Introduction

Osteogenesis imperfecta (OI), a rare condition, profoundly impacts a child’s life. It leads to mobility issues, deformities from frequent fractures, psychosocial and mental-emotional issues, and, indirectly, financial problems that can compromise quality of life (QoL). Clinical severity, classified as mild-moderate or severe, is linked to the overall disease burden.

Aim of the study

The objective of the study was to determine how QoL in OI patients is associated with physical, mental-emotional, psychosocial, and socioeconomic problems.

Material and methods

We conducted a cross-sectional study using questionnaires (PEDS QL 4.0 for QoL, SDQ for mental-emotional problems, PSC-17 for psychosocial problems, and World Bank for assessing financial problems) on OI patients aged 4–18 years in Jakarta, Indonesia.

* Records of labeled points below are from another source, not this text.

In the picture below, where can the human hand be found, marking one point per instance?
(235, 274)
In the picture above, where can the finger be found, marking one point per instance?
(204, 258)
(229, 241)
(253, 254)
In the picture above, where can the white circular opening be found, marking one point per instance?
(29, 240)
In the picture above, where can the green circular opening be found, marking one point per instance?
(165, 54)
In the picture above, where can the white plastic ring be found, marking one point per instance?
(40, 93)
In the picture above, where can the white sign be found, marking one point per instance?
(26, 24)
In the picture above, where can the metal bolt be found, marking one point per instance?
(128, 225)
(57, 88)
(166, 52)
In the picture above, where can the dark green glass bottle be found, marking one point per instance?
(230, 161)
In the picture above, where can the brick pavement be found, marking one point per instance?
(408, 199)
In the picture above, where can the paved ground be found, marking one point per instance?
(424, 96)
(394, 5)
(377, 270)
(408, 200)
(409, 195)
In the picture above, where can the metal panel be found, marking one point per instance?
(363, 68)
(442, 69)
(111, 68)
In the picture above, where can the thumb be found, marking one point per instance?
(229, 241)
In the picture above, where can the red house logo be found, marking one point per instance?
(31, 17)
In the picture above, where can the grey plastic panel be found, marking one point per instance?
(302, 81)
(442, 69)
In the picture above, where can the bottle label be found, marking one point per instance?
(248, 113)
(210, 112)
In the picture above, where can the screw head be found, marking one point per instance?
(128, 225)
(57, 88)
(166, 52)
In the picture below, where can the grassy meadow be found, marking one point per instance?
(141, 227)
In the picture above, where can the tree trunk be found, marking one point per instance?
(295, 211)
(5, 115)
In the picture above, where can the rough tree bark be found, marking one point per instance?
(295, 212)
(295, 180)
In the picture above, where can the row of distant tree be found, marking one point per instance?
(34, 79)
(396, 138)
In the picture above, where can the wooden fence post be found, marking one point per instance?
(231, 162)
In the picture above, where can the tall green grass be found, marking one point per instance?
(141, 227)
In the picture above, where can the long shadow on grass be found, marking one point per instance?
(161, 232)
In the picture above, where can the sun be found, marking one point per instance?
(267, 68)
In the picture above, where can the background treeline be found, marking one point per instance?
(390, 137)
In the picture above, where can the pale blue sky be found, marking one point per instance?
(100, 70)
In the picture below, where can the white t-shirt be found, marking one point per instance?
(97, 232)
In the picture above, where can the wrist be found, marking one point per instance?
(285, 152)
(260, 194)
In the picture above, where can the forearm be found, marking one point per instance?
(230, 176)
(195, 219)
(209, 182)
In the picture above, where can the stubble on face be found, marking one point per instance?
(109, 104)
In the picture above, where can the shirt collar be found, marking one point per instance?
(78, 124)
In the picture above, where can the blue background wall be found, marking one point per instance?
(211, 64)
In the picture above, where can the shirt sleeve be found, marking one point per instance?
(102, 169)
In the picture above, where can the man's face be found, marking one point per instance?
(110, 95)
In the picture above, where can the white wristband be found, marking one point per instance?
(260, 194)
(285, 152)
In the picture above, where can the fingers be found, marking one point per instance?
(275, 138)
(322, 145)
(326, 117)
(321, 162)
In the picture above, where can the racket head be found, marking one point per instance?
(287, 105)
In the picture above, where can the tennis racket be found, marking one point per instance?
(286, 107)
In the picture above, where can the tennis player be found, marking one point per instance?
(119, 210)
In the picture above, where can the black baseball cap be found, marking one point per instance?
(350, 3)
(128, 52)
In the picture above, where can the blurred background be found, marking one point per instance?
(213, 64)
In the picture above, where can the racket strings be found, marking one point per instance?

Both parents and patients filled out the questionnaires.

Results

Fifty subjects participated in this study. Parent-reported QoL was associated with the severity of disease (PR = 3.429, p = 0.029) and there was an association of patient-reported QoL with compliance to bisphosphonate therapy (PR = 3.167, p = 0.043) and short stature (PR = 3.36, p = 0.014). Both parent- and patient-reported QoL were strongly associated with the physical and psychosocial problems domain of the PEDS QL 4.0 (p < 0.001).

Conclusions

Evaluating OI patients should prioritise QoL because more severe OI is associated with more severe QoL problems. No evidence of association was found between OI disease severity and family income.